Today, the theater, which opened in 1913, is dedicated to classical music and dance including concert recitals, symphonic orchestras, chamber music, classical ballets and choreographic creations.

Manko

Just steps away from Théâtre des Champs is Manko, a plush Peruvian restaurant, cocktail bar and club.

Decades ago, this building housed a sultry jazz club and this spirit of nightlife is still alive today. Channel the cabaret girls of the past and nightclub powerhouses like Ada “Bricktop” Smith and Josephine Baker, whether you go for the ceviche or the trendy club atmosphere.

African American entertainers, following performances at Théâtre des Champs Élysées, hung out at the after-hours club to party and indulge until the sun lit their steps home.

Manko, 15 Avenue Montaigne, 75008 Paris, France

La Coupole

La Couple opened in 1927 and was a favorite of Josephine Baker.

La Couple opened in 1927 and was a favorite of Josephine Baker.

Alain Benainous/Gamm-Rapho/Getty Images

Brasserie La Coupole, a true Art Deco gem, located in the 14th arrondissement, opened in 1927. La Coupole is a piece of Montparnasse’s history where the who’s who of Paris dined and came to be seen.

Known as Josephine Baker’s favorite restaurant, it was here that Baker, the Black Pearl of Paris, appeared with her pet cheetah, Chiquita. Chiquita wore a diamond collar and would perform onstage with Baker, going from the stage to a waiting Rolls-Royce after her performance.

Today, you can enjoy your crepes without the presence of a cheetah, but the old-world elegance is still alive in this famous Parisian brasserie.

La Coupole, 102 Boulevard du Montparnasse 75014, Paris, France

Le Carrousel

Le Carrousel has lived more lives than a chat noir.

Located in the popular Pigalle neighborhood, this building made its debut in 1926 as club Chez Josephine, a gift from Giuseppe Pepito Abatino to Josephine Baker.

In the entrance hangs a plaque. Celebrating the rich and lasting legacy of the world-renowned entertainer, it reads, “Here Josephine Baker, music hall artist, civil rights activist, held a cabaret from 1926 to 1928 promoting the fusion of jazz and Afro-American culture.”

Despite its many transformations through the years, the spirit of cabaret lives on in this contemporary restaurant.

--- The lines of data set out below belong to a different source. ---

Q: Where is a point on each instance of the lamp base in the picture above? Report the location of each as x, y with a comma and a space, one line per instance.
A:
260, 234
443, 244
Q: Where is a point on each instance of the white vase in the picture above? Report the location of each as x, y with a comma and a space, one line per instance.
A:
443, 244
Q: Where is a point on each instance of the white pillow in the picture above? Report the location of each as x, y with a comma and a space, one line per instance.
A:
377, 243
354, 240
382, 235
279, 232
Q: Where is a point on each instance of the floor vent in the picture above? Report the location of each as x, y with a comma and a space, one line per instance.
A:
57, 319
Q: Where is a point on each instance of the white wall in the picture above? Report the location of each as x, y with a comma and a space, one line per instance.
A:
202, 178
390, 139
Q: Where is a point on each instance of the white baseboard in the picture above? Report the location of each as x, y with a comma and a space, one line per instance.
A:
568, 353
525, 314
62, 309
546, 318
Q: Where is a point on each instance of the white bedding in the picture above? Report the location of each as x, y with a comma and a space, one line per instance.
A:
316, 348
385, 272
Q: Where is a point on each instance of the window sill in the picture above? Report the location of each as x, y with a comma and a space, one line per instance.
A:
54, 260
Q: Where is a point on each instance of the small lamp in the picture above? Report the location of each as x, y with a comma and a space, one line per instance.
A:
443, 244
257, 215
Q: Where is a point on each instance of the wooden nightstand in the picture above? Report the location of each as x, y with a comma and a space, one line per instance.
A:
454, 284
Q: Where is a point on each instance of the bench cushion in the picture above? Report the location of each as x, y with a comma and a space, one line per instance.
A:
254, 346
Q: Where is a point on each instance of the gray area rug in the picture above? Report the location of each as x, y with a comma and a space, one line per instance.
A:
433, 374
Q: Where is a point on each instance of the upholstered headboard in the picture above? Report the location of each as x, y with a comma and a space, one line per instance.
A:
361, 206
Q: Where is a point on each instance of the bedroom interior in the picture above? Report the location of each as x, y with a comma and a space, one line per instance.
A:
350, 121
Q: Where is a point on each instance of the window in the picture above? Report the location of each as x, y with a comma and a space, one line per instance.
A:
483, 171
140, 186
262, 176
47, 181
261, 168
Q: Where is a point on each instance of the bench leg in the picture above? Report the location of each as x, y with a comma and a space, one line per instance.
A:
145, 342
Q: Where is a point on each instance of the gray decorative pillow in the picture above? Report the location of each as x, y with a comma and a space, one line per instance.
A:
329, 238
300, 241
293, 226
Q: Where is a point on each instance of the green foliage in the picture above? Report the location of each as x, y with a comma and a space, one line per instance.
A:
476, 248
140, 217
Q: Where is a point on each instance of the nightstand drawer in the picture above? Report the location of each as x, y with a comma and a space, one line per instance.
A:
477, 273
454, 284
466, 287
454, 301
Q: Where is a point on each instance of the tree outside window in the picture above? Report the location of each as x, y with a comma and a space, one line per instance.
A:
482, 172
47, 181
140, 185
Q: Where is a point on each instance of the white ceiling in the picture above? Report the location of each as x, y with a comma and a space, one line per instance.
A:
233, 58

It’s now an intimate place to enjoy a drink or delicious truffle croquets with friends before partying the night away in the red-light district just steps away.

Caveau de la Huchette

Caveau de la Huchette opened in 1947.

Caveau de la Huchette opened in 1947.

Shutterstock

Le Caveau de la Huchette is a jazz club located in the Latin Quarter of Paris. The building dates to the 16th century and owners claim it was once used as a secret lodge for masons. If nothing else, its intimate cellar vibe lets you know it had a life long before it became a Paris hotspot.

Opened in 1947, energetic clubs like this one kept jazz alive as musical tastes shifted overseas. In Paris, African American performers were still able to enchant the city’s crowds and make a living with the riveting sounds.

Today, the club continues to be a prominent spot for Parisian nightlife where big names in jazz and up and comers take the stage nightly. Filmmakers also find inspiration here; the club was recently showcased in the Oscar-winning film “La La Land.”

When asked, “Why did you choose France?,” James Baldwin responded, “It wasn’t so much a matter of choosing France — it was a matter of getting out of America. I didn’t know what was going to happen to me in France, but I knew what was going to happen to me in New York.”

We now know part of what happened in the City of Light was a legacy of freedom and creative expression, still alive today.